# JBoss Authentifizierung mit MYSQL-Datenbank



## remus (28. Sep 2007)

Hallo Ihr Java-Profis

Seit einiger Zeit suche ich ein gutes Tutorial/Codebeispiel, in dem ich lernen kann, wie ich ein JBoss so Einstelle, dass die Authentifikation nicht über die Dateien users.properties / roles.properties, sondern über eine MYSQL DB ausgeführt wird.

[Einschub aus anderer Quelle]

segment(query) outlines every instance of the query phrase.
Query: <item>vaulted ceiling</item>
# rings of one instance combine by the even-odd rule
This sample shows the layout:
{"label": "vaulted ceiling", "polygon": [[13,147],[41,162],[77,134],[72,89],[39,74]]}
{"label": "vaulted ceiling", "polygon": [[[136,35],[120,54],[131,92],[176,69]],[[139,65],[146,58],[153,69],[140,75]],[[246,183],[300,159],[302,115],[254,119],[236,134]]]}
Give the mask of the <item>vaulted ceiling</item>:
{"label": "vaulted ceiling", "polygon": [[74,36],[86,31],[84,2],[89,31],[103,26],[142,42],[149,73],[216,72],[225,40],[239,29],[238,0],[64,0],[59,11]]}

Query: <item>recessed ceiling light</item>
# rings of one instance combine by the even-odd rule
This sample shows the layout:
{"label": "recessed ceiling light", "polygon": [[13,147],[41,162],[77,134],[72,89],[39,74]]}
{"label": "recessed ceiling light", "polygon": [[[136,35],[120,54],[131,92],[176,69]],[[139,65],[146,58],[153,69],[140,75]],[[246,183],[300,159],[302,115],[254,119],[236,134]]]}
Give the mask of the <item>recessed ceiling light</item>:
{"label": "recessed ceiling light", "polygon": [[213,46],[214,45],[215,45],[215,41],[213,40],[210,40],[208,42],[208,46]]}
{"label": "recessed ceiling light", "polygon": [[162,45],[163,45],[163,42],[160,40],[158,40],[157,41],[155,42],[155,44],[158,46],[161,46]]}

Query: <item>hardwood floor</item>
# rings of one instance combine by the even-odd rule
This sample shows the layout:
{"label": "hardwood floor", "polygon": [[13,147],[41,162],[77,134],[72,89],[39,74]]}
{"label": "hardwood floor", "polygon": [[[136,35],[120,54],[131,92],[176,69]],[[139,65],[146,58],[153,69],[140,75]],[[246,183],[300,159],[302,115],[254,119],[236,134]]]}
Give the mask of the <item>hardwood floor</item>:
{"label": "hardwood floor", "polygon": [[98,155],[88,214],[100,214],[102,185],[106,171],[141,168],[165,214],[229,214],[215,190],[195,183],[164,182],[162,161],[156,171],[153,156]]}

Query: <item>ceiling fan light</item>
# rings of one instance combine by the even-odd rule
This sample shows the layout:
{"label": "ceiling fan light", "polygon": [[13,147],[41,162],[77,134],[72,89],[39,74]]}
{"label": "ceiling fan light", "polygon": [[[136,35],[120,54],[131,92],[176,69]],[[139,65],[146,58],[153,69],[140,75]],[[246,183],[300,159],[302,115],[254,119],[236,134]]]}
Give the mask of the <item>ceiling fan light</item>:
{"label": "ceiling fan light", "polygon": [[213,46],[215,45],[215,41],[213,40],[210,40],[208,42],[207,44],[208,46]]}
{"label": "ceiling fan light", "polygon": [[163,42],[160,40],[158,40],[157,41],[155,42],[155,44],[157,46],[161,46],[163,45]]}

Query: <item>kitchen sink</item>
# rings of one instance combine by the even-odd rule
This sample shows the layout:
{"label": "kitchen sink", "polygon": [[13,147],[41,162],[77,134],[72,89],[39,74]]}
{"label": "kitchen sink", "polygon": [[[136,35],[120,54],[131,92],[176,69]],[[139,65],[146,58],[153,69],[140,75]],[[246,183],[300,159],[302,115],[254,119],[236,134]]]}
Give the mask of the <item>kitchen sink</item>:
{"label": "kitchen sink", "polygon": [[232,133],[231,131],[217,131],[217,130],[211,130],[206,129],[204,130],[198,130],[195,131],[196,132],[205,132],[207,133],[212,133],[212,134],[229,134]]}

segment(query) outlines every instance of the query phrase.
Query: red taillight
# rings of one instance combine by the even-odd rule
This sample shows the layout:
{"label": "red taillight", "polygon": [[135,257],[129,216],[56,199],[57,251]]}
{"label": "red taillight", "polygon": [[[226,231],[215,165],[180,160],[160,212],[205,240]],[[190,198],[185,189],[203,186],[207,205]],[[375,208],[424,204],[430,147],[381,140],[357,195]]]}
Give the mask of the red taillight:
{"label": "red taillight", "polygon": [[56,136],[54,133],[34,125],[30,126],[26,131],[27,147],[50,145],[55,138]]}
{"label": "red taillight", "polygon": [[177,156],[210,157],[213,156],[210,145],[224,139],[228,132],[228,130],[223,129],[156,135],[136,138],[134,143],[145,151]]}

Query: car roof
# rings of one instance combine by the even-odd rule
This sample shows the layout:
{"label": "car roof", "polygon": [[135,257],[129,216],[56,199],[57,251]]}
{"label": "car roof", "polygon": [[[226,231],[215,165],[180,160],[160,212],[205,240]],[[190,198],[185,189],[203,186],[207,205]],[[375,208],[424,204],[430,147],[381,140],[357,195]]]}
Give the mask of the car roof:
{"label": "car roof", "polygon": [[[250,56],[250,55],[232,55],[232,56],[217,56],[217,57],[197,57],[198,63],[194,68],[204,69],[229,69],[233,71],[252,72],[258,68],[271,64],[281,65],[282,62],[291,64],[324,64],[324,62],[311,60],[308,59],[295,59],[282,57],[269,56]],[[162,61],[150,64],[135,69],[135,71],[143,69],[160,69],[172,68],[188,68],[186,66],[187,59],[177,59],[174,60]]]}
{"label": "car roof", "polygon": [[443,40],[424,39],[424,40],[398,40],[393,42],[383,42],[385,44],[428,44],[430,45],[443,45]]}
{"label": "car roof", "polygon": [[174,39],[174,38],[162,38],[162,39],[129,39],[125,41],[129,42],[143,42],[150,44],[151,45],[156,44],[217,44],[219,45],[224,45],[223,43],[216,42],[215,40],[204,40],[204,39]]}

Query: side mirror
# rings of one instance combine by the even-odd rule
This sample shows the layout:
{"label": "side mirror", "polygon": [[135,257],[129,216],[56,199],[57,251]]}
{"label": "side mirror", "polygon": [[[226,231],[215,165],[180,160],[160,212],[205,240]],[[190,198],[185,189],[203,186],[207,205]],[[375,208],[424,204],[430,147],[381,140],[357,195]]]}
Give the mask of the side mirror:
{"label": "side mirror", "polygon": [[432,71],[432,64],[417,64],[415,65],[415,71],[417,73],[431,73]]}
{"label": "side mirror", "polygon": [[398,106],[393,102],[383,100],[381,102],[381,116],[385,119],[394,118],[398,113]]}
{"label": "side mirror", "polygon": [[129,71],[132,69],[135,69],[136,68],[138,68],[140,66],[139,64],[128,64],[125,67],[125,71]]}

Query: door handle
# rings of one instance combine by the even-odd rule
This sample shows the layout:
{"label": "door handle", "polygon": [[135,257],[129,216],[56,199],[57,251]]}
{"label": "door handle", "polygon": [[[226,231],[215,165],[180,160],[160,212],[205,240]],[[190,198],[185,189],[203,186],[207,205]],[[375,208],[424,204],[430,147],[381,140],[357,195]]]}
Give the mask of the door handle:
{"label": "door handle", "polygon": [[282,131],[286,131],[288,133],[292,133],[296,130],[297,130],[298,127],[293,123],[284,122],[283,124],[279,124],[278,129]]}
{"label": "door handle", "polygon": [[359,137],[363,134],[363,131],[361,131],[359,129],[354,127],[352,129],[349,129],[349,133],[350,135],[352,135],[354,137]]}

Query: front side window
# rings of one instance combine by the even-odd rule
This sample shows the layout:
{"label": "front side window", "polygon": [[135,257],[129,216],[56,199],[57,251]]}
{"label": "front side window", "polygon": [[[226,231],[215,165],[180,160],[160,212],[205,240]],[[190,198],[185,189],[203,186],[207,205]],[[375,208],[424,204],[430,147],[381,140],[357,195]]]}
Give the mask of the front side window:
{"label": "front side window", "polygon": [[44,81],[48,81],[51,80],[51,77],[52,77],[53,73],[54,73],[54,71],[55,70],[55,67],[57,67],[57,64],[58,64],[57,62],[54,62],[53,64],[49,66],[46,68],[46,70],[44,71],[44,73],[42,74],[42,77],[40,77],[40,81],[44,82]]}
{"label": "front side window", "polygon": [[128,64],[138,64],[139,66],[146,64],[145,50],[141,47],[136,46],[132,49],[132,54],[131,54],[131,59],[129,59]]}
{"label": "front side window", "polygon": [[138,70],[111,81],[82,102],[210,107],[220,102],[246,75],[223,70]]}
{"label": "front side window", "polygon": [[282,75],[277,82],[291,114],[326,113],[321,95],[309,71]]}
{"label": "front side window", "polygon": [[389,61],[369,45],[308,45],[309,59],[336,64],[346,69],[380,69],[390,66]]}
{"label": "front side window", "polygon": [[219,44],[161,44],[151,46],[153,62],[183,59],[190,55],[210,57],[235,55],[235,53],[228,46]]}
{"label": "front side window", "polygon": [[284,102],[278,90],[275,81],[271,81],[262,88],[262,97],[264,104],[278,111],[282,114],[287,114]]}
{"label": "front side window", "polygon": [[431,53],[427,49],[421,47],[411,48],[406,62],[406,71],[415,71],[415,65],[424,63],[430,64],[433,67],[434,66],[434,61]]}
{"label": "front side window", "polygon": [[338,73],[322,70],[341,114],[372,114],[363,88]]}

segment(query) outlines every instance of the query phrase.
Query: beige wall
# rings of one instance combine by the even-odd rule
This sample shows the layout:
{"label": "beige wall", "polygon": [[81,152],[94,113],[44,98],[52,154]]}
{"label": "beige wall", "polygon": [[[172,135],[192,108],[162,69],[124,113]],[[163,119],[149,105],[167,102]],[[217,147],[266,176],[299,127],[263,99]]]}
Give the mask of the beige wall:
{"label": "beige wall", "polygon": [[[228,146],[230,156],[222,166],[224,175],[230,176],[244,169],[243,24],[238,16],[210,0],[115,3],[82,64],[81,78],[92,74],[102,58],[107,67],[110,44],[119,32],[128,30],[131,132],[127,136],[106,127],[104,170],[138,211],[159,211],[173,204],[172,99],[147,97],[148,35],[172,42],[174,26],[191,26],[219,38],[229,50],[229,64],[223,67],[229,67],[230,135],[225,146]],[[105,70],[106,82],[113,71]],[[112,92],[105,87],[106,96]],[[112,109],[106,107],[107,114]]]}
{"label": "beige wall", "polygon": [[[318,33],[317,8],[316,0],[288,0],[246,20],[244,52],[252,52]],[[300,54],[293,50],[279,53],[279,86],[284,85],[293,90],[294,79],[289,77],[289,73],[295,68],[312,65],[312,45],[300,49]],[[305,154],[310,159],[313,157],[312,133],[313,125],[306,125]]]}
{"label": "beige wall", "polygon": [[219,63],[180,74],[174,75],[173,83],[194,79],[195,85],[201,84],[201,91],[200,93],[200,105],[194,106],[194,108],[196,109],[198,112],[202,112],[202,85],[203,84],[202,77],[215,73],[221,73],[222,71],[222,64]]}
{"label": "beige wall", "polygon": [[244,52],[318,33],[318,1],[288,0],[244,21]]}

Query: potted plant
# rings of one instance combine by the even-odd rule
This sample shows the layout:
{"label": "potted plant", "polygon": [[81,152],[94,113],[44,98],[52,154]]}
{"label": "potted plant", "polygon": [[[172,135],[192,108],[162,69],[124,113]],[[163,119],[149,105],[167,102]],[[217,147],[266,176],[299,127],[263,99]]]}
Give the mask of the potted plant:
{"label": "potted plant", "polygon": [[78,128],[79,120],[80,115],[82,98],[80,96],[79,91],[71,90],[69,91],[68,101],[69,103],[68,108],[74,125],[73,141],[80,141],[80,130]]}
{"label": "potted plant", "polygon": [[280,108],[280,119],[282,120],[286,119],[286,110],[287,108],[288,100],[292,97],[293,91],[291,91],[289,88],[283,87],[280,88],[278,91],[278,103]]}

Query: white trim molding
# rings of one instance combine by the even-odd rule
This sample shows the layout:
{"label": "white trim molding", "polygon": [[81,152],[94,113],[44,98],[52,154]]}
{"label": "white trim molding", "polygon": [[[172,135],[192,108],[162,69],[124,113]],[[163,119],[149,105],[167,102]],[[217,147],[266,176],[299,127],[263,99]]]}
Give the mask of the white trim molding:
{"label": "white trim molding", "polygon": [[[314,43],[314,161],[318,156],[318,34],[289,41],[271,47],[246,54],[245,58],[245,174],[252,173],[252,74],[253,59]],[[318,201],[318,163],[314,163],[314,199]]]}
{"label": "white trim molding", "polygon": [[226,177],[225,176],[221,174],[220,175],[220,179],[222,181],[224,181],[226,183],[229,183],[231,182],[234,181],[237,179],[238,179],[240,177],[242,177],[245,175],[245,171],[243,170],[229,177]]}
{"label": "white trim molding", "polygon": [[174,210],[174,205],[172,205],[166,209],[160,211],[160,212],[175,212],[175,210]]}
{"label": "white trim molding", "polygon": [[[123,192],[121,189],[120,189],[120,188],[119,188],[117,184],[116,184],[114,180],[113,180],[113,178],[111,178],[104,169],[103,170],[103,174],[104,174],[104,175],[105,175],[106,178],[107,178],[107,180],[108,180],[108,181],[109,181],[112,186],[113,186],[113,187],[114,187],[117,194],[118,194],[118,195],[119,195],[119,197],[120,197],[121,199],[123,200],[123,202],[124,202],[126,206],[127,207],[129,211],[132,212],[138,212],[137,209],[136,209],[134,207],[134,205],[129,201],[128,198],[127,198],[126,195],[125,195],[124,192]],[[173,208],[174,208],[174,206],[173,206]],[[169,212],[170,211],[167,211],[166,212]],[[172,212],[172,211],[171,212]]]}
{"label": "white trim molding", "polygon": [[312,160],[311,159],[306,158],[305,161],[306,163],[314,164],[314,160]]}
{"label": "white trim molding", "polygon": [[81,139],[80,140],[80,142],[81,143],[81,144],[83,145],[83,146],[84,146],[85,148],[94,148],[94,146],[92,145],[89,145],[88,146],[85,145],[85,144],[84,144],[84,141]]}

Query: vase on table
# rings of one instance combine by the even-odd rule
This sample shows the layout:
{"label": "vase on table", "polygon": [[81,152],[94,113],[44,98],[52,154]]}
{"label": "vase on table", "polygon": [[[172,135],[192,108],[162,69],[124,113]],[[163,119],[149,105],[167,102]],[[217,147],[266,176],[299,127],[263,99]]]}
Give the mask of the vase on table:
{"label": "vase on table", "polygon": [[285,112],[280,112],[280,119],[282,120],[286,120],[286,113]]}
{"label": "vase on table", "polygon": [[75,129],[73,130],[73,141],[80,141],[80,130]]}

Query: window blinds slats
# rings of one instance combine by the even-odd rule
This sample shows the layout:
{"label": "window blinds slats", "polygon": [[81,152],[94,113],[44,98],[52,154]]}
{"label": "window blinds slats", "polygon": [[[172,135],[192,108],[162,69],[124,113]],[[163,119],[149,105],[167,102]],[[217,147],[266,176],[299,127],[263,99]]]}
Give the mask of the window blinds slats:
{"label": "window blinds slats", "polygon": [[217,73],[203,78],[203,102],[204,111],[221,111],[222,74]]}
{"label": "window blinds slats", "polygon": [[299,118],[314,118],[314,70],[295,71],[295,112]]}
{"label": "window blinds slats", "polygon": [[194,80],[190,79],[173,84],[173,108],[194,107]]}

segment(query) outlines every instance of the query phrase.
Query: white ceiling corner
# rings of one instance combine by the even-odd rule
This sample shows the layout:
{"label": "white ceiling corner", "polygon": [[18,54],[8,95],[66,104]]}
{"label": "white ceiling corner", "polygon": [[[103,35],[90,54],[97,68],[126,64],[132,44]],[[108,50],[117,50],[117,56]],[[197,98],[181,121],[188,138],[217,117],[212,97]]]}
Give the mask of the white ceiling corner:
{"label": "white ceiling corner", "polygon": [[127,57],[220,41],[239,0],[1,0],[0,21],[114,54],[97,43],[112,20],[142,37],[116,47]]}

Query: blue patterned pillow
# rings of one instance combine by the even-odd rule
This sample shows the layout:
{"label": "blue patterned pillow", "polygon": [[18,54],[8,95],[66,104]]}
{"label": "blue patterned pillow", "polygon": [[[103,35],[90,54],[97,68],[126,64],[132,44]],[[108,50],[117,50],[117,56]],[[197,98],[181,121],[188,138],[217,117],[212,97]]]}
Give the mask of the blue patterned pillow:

Leider habe ich im Internet nichts gefunden. Sei's dass ich zu dumm zum suchen bin, oder weil nie jemand etwas darüber geschrieben hat.. Ich brauch eure hilfe    

Vielen Dank im Voraus


----------



## ms (28. Sep 2007)

Schau mal hier: http://www.java-forum.org/de/topic54762_jboss-security-databaseserverloginmodule.html

ms


----------



## Guest (28. Sep 2007)

ms hat gesagt.:
			
		

> Schau mal hier: http://www.java-forum.org/de/topic54762_jboss-security-databaseserverloginmodule.html
> 
> ms



Naja schon beim ersten Punkt stehe ich an: security-login.config gibt es bei mir nicht ?!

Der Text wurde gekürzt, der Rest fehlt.